How to train it as semi-supervised model - Githubissues

tkipf / gcn

Implementation of Graph Convolutional Networks in TensorFlow

MIT License

7.12k stars 2k forks source link

How to train it as semi-supervised model #16

Open sandeepsingh opened 7 years ago

sandeepsingh commented 7 years ago

Hi,

I have allx but i do not have ally (tagged labels) in this case how to make model train in semi-supervised (inductive learning) as mentioned in https://github.com/kimiyoung/planetoid way. Please help me on where all to make changes.

Thanks

tkipf commented 7 years ago

The current setup of this code release is optimized for transductive learning. For inductive learning, have a look at this recent paper: https://arxiv.org/abs/1706.02216

Nonetheless you can do inductive learning with our code as well, but it requires a few minor adjustments (exclude unlabeled test set nodes from training set).

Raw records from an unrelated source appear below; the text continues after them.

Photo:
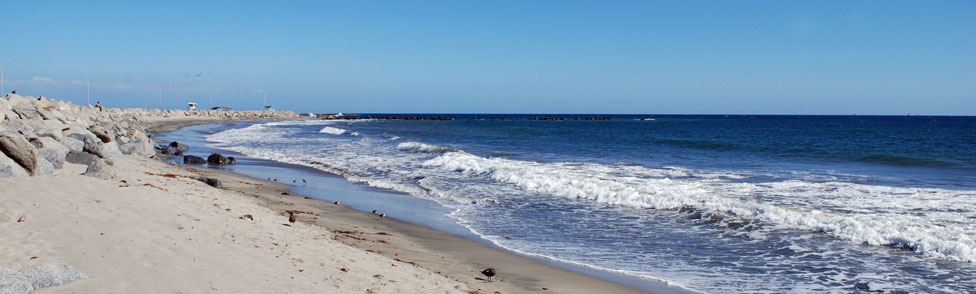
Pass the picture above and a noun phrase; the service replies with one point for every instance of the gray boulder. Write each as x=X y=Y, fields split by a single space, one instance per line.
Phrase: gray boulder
x=27 y=113
x=48 y=128
x=110 y=150
x=99 y=169
x=181 y=147
x=53 y=156
x=9 y=168
x=73 y=144
x=80 y=157
x=51 y=274
x=12 y=282
x=144 y=148
x=18 y=149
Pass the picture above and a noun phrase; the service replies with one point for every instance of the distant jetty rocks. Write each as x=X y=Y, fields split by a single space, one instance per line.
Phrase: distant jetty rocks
x=341 y=116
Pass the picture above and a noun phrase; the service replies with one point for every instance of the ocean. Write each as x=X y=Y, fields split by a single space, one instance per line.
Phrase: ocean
x=712 y=203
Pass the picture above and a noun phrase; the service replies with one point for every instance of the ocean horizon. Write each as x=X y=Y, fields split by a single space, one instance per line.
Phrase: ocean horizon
x=755 y=203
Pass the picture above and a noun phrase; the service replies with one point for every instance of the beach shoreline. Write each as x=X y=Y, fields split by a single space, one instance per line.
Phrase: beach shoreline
x=134 y=223
x=454 y=256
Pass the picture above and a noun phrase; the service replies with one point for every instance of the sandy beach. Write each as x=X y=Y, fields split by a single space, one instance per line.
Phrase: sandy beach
x=153 y=227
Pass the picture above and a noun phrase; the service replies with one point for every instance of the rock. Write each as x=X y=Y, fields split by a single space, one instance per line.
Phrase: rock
x=98 y=169
x=9 y=168
x=190 y=159
x=44 y=167
x=51 y=274
x=80 y=157
x=217 y=159
x=73 y=144
x=12 y=282
x=92 y=144
x=213 y=182
x=18 y=149
x=101 y=134
x=53 y=156
x=48 y=128
x=180 y=147
x=144 y=148
x=110 y=150
x=27 y=113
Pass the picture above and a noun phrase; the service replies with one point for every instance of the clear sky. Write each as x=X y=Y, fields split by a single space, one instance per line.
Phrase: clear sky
x=712 y=57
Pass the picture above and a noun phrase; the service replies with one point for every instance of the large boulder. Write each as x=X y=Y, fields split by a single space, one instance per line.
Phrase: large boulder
x=12 y=282
x=80 y=157
x=51 y=274
x=73 y=144
x=144 y=148
x=18 y=149
x=9 y=168
x=110 y=150
x=181 y=147
x=47 y=128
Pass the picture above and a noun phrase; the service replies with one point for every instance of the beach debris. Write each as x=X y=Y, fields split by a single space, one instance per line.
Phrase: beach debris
x=213 y=182
x=98 y=169
x=49 y=274
x=218 y=159
x=489 y=272
x=192 y=159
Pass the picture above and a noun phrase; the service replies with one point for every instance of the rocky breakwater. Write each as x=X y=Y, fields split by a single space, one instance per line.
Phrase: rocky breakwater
x=38 y=135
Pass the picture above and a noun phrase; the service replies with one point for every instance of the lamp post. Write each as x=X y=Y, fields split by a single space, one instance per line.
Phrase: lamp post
x=1 y=76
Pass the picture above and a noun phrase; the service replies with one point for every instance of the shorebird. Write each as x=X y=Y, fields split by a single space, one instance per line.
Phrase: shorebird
x=489 y=272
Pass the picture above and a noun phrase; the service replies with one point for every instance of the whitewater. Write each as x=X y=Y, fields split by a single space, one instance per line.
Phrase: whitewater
x=712 y=216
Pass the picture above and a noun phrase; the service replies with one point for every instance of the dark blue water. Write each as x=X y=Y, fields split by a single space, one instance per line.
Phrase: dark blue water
x=714 y=203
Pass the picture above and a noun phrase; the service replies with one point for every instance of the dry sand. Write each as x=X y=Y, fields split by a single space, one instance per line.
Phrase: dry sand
x=163 y=231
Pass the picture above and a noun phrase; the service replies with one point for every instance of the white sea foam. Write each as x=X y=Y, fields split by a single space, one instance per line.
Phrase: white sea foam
x=934 y=222
x=332 y=131
x=876 y=215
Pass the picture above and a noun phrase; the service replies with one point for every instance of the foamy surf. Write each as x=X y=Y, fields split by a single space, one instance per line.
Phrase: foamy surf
x=593 y=213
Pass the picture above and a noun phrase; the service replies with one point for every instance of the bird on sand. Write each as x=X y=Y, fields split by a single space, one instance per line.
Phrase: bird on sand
x=489 y=272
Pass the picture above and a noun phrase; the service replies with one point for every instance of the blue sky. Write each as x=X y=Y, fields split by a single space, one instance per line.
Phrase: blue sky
x=721 y=57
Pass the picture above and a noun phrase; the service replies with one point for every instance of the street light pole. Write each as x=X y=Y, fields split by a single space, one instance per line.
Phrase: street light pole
x=1 y=76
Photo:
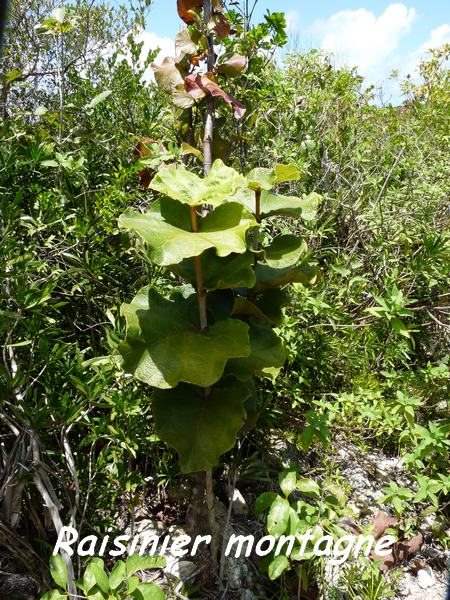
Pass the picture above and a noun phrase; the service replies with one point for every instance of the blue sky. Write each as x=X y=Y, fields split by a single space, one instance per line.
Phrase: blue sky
x=375 y=36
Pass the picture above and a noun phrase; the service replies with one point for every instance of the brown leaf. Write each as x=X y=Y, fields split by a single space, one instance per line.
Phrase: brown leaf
x=234 y=66
x=381 y=522
x=193 y=86
x=197 y=85
x=185 y=7
x=184 y=44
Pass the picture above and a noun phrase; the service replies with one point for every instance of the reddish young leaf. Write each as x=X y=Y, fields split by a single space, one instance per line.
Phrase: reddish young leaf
x=185 y=6
x=193 y=86
x=222 y=26
x=167 y=75
x=198 y=85
x=216 y=91
x=145 y=149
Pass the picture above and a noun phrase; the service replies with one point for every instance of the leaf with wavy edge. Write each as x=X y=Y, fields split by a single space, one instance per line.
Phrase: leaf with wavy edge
x=187 y=187
x=223 y=229
x=267 y=277
x=164 y=345
x=200 y=426
x=261 y=179
x=272 y=204
x=233 y=271
x=266 y=352
x=284 y=251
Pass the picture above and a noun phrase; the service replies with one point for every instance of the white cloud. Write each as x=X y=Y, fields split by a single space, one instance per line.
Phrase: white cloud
x=292 y=19
x=360 y=38
x=438 y=37
x=153 y=41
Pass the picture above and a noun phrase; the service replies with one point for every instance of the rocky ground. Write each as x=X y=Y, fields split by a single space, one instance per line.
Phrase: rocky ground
x=421 y=576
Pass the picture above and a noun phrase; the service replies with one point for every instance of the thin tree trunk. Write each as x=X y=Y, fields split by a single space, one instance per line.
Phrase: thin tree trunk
x=208 y=139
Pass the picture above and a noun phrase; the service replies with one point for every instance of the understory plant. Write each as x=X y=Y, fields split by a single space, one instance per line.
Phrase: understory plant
x=96 y=583
x=200 y=345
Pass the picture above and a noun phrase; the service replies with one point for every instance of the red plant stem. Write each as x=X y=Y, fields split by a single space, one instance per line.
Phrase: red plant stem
x=201 y=292
x=258 y=218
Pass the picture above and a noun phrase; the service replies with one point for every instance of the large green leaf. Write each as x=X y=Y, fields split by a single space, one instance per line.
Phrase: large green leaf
x=164 y=346
x=267 y=307
x=278 y=517
x=272 y=204
x=267 y=277
x=199 y=425
x=148 y=591
x=278 y=566
x=266 y=352
x=286 y=173
x=233 y=271
x=285 y=251
x=289 y=206
x=180 y=184
x=223 y=229
x=261 y=179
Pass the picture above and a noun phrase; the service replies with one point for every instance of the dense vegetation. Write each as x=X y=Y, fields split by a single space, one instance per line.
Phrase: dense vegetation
x=366 y=334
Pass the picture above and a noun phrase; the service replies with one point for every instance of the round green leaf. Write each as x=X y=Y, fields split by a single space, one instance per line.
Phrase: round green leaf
x=285 y=251
x=223 y=229
x=200 y=425
x=164 y=345
x=278 y=566
x=278 y=517
x=58 y=571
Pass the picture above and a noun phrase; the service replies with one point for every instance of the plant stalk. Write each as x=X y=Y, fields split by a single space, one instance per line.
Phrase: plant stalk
x=258 y=218
x=211 y=104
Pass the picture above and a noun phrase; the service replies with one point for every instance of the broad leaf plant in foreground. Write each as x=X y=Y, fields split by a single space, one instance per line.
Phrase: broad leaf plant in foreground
x=203 y=372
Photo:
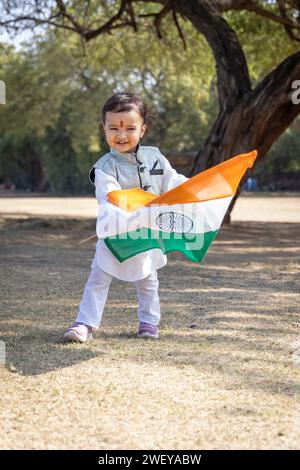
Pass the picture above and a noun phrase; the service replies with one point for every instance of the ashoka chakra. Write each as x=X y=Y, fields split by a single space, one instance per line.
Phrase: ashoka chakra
x=174 y=222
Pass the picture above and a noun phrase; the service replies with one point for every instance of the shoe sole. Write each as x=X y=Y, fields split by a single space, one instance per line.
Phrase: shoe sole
x=72 y=336
x=147 y=335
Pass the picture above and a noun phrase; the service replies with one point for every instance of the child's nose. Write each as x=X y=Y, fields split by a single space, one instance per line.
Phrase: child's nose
x=121 y=133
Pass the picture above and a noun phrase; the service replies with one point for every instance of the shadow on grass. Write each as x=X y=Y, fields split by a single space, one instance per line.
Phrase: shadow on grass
x=258 y=300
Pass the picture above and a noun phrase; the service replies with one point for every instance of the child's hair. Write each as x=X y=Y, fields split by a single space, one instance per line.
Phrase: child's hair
x=123 y=102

sandeepsingh commented 7 years ago

Thanks for the quick reply.

You mean remove the nodes/feature vectors from allx matrix which does not have one-hot labels i.e, in ally.

Just in case restating the problem: I have allx - the feature vectors of both labeled and unlabeled training instances (a superset of x), But i do not have one-hot labels for all the nodes/feature vectors of allx i.e, ally - the one-hot labels for instances in allx. so now in this case what should i do?

I do have x(training instances feature vectors) and y (one-hot label for training instances) this is very small number 10% of allx.

tkipf commented 7 years ago

What you describe sounds like a transductive learning problem, i.e. you should be able to use our code 'out of the box' with no or only minor modifications. Just make sure to mask out all unlabeled nodes in the loss function (should you train in full-batch mode, i.e. not using mini batches).

YanlinQi commented 6 years ago

Hi, i also have doubts about how to prepare my data when i use the codes for a transductive learning problem. First , can the codes be used directly for a transductive learning problem mentioned in your paper? Second, since i only have part of the labels, so how should i prepare for the unlabeled data(especially for y input )? Thanks so much

tkipf commented 6 years ago

Yes -- and for the unlabeled data you can provide 0-vectors as labels (i.e. all 0s). Just make sure these are masked/skipped in the loss function.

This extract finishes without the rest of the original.